Step 3: Based on the details you entered, the policy premium amount will be displayed.
Step 4: If you agree with the premium policy, select the bank and proceed for the premium payment.
Step 5: Upon successful payment, you will receive an acknowledgement for your transaction.
Step 6: The insurance company will intimate the status of your application within three weeks.
Step 7: Upon approval of your application, the policy document will be sent to your registered email id and to your address via post.
How to claim Term Insurance?
If the policyholder passes away, the nominee has to file a claim to receive the insurance amount. The term insurance claim process involves the following steps.
Step 1: The first step in the term insurance claim process is to inform the insurance company via the available channel about the death of the policyholder. Only then the claim settlement process will be initiated.
Step 2: Once you have informed the insurer about the claim, submit necessary documents in support of claim such as original insurance policy document, death certificate and medical records of the policyholder, and other documents.

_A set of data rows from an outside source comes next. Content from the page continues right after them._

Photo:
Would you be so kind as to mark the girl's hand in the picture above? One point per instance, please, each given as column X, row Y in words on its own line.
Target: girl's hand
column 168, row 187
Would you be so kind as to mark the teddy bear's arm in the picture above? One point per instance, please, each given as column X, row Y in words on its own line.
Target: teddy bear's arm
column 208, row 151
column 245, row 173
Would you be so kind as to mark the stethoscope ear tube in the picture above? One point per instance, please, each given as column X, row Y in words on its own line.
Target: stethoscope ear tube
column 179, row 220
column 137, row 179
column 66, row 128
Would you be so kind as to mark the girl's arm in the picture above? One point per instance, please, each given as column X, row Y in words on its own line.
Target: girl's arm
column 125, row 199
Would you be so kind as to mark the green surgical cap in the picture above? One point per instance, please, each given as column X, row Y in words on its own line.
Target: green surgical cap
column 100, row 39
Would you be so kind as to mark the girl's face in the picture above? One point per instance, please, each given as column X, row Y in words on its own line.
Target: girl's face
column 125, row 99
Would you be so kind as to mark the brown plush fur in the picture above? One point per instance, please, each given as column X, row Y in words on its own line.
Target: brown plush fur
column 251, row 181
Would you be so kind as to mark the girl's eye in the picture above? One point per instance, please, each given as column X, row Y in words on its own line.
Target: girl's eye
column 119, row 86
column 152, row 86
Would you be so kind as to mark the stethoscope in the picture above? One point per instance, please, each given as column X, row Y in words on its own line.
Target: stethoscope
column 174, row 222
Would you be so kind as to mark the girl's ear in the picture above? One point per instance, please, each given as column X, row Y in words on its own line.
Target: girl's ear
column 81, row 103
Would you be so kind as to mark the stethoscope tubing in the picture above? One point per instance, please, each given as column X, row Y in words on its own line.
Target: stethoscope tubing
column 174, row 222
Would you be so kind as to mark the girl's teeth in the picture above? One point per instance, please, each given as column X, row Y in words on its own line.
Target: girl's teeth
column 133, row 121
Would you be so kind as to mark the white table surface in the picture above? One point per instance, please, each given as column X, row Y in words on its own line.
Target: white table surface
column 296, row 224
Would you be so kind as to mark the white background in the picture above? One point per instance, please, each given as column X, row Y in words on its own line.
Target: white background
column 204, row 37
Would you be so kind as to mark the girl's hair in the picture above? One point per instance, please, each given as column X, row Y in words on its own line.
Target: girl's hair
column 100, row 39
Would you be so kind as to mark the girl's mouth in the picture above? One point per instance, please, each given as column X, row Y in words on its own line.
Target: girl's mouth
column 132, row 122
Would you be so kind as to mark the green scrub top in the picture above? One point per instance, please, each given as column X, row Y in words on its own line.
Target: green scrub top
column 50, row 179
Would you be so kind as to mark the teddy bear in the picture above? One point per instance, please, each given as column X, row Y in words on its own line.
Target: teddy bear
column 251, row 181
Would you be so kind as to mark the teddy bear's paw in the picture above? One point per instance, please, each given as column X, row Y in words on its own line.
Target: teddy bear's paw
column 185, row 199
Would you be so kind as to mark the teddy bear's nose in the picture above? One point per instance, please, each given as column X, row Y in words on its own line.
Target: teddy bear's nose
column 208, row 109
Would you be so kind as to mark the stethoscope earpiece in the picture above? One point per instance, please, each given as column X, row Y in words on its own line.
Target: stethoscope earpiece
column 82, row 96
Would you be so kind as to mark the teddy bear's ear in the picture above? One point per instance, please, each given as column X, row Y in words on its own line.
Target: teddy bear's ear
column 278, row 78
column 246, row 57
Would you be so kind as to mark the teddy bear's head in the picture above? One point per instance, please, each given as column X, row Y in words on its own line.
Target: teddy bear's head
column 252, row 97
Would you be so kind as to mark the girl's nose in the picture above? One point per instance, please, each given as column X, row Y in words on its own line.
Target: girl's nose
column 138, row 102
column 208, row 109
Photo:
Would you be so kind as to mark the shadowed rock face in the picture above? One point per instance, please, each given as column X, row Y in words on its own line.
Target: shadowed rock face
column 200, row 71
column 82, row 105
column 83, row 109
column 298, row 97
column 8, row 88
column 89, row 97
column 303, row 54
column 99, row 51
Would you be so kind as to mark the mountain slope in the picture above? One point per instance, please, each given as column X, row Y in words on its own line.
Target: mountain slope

Step 3: After the submission of claim supporting documents, the claims department will verify the claim and documents to take final decision on claim settlement. The claim will be approved if everything is correct and rejected in the case of any errors.
How to renew Term Insurance?
Timely renewal of your term insurance policy is important and it can be renewed easily in online itself with just few clicks. If your term insurance policy is about to expire, just follow the simple steps given below.
Step 1: The first step in the term insurance renewal process is to review your existing insurance policy. In case you want to make any changes, you can make it during the renewal process.
Step 2: Visit your insurer's website and click on the policy renewal option. Then enter your policy details such as name, date of birth, policy number, etc. and confirm the details.
Step 3: The final step in the term insurance renewal process is to make payment. You can pay your policy renewal in online via credit card/ debit card/ internet banking/ ATM/ cheque/ mobile wallet/ branch office.
What are the exclusions for Term Insurance Plans?
Though term insurance plans cover a list of events, there are some exclusions which the term insurance does not cover. Some of the exclusions are,
- Death due to intoxication
- Death due to war, terrorism and drought
- Death due to policyholder's actions.